Week of 080804

Open Actions from last week:

Daily WLCG Operations Call details

To join the call, at 15.00 CE(S)T Monday to Friday inclusive (in CERN 513 R-068) do one of the following:

  1. Dial +41227676000 (Main) and enter access code 0119168, or
  2. To have the system call you, click here

General Information

See the weekly joint operations meeting minutes

Additional Material:

Monday:

Attendance: local(N.Thackray, J-P.Baud, H.Renshall, R.Santinelli, S.Lemaitre, L.Canali);remote(D.Ross, M.Ernst).
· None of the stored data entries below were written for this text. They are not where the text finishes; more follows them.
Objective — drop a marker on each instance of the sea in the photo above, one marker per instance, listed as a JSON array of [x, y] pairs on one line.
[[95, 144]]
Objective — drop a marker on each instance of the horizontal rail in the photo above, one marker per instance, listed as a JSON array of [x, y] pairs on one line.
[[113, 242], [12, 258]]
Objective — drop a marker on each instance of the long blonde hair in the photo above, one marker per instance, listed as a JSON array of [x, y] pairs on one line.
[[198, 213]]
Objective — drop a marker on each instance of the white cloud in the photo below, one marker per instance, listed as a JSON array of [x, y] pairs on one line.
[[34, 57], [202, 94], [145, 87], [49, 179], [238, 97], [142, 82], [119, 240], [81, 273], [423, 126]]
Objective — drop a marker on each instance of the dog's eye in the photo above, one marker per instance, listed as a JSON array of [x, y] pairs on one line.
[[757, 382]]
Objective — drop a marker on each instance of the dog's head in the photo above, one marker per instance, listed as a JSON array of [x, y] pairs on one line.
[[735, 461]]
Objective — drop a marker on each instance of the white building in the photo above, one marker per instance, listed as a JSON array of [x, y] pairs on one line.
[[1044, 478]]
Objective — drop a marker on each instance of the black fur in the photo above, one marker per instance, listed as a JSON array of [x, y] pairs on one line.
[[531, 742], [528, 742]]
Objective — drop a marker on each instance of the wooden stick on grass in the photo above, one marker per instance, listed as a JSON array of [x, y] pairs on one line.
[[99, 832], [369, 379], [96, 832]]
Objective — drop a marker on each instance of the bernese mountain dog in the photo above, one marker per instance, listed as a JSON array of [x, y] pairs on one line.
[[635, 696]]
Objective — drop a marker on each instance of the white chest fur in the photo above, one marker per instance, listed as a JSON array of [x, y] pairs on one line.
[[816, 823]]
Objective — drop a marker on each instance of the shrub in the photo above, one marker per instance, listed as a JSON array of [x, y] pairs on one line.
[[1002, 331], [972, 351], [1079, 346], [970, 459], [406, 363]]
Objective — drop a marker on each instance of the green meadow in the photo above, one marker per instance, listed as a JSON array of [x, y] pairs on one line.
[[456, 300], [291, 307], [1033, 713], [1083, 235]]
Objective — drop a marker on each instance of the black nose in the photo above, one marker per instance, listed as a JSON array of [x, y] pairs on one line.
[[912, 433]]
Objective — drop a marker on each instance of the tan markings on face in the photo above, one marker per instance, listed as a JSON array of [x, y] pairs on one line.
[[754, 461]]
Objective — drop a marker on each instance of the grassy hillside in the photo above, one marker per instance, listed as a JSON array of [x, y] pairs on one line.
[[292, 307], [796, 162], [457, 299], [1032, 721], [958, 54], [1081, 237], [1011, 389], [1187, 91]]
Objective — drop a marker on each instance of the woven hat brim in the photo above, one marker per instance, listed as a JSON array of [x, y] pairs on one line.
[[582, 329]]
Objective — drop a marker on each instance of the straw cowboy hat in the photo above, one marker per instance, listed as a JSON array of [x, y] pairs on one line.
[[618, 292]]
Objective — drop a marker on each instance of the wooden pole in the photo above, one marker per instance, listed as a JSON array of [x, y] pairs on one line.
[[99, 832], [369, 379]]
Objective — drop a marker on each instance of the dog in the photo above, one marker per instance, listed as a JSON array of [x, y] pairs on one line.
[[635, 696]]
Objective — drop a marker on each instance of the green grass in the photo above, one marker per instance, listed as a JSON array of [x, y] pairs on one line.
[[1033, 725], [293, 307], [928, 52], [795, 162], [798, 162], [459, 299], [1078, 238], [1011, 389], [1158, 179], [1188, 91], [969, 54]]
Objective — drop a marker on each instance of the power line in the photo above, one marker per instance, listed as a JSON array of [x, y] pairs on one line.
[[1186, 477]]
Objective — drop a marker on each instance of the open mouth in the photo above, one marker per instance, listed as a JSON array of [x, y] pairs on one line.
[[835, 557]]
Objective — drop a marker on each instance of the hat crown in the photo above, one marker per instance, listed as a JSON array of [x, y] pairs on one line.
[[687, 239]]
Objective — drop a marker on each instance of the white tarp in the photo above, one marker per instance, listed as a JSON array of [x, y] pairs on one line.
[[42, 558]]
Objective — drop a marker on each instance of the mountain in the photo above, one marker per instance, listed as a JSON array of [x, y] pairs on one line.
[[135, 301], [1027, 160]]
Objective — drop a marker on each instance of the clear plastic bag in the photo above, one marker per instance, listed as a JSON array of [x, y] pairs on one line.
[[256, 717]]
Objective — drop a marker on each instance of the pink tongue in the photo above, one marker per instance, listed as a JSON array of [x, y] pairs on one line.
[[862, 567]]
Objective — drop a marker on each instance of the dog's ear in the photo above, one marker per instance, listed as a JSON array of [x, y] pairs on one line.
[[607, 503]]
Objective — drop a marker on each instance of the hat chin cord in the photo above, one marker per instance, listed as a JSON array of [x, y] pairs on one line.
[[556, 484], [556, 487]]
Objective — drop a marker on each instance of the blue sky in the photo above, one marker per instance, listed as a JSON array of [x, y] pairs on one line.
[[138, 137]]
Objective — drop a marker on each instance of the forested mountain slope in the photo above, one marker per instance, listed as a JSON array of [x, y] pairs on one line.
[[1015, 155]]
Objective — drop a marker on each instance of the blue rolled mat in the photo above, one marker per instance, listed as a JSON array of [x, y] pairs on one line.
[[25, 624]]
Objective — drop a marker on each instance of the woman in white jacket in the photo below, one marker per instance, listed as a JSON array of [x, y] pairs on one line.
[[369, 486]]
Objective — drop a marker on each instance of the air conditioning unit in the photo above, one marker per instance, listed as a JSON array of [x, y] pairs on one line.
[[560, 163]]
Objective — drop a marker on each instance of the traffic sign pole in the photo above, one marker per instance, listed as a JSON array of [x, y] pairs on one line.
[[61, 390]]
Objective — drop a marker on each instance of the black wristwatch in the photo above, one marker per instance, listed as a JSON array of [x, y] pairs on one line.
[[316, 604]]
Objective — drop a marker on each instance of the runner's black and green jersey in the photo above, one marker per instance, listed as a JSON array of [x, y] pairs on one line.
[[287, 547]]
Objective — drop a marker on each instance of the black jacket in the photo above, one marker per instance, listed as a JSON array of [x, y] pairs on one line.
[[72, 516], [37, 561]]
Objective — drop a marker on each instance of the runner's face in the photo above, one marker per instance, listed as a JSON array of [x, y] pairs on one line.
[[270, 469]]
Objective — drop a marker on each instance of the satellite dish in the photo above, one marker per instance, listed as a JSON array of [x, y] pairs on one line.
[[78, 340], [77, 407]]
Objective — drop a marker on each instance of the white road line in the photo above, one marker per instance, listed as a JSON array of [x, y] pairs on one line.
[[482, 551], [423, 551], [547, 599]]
elog review: One new entry from LHCb. There is a 1-2% failure rate to return the turl of a file (times-out after 30 seconds) at SARA with no obvious pattern. Since LHCb jobs typically read 20 files this translates to a high job failure rate.

Experiments round table:

ATLAS (mail from A.Klimentov): end of week 31 statistics is available at https://prod-grid-logger.cern.ch/elog/ATLAS+Computer+Operations+Logbook/482 ALL Tier-1s received 100% of FT data from CERN (at the same time all cosmic data is also replicated). We do not have double registration for Tier-1s and Tier-2s during this week - thanks to DQ2 developers and all sites for keeping the system 100% efficient.

LHCb: one of the pending issues, that of Storm reporting it has deleted files when it has not, is accepted as an internal problem that will be fixed with the next release. During this week LHCb will start a low rate CCRC activity running their generic pilot jobs model. They are hitting a limit that the WMS only allows 10 delegated proxy renewals so for the moment are submitting WMS work with a 1 week proxy with no renewals. N.Thackray reported this is a limitation in vdt and he expects to get some information from them on this tomorrow. Sophie asked why there are very few jobs for LHCb at CERN the answer being they are still commissioning for the next round of Dirac2 running.

Sites round table:

Core services (CERN) report: There was a UK CA event that resulted in all UK certificate owners being sent a mail from CERN saying incorrectly that their certificates had expired. Corrective mails have now been sent.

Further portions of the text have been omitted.